Her lack of sleep meant that Martha was in no mood to be messed about. She was too tired to want to listen to rubbish. If they had something to ask her, they could come straight out with it. No dressing it up…just get to the point, please!

"Kate and Leo who?" she repeated irritably, not at all liking the fact that Donna was gaping at her as if she'd just asked her who the Queen was.

"Winslet and DiCaprio," she answered at once, like the seasoned celebrity expert she used to be, with the air of someone explaining two plus two equals four to an overly emotional five year old.

At her words, Martha had a mental image of the red-haired, flighty woman from Sense and Sensibility, and the good-looking blonde man from Romeo and Juliet with the floppy hair. Still…she could not understand what Martha was getting at.

On seeing her blank expression, Donna sighed exasperatedly and threw up her hands.

"Martha," she said forcefully. "What do the words "flippin' great big ship and iceberg" mean to you?"

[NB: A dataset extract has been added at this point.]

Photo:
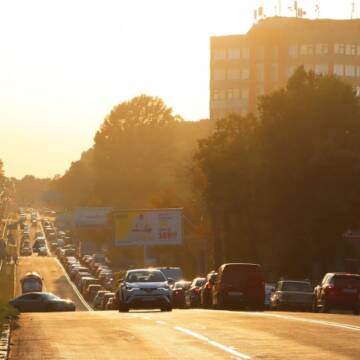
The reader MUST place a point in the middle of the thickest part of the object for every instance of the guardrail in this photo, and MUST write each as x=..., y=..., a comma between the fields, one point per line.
x=3, y=237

"I don't know," murmured Martha, feeling foolish. She didn't understand what Donna was trying to ask her. Ships and icebergs? It was five o'clock in the morning, she didn't want to think about ships and icebergs or floppy-haired men or dishwater or…ball bearings. She didn't want to have to engage her brain in any kind of mental activity for at least another two hours. What did the Doctor and Donna want? Why were they asking her such bizarre questions?

In annoyance, Martha pulled both her hands through her tousled hair, messing it up even more and glared at the Doctor and Donna with frustrated tears in her eyes.

"I don't know what you're on about, Donna," she said prickly. "Really, honestly I don't know."

"All right, all right," said the Doctor soothingly, stretching out a placatory hand towards her, seeing that she was on the verge of tears.

Martha gripped the edge of her chair shakily, staring in confusion form the Doctor to Donna before she buried her face in her hands, blotting out the brightness of the kitchen and the blurs of the Doctor's and Donna's faces.

"I'm sorry…I'm just tired," she mumbled into her hands, as she felt Donna's reassuring hand on her arm, looking up at her through half-closed eyes.

"Are you…" began Donna, kindly, but the Doctor spoke over her.

"Martha," he said briskly, tapping her hand to make her look at him properly. "Martha, this is important. Tell me," he implored her, his eyes serious. "Have you heard of the Titanic?"

Martha sat up straighter, studying him closely through blotchy eyes. "No," she told him finally. "Is it an alien species, or something?"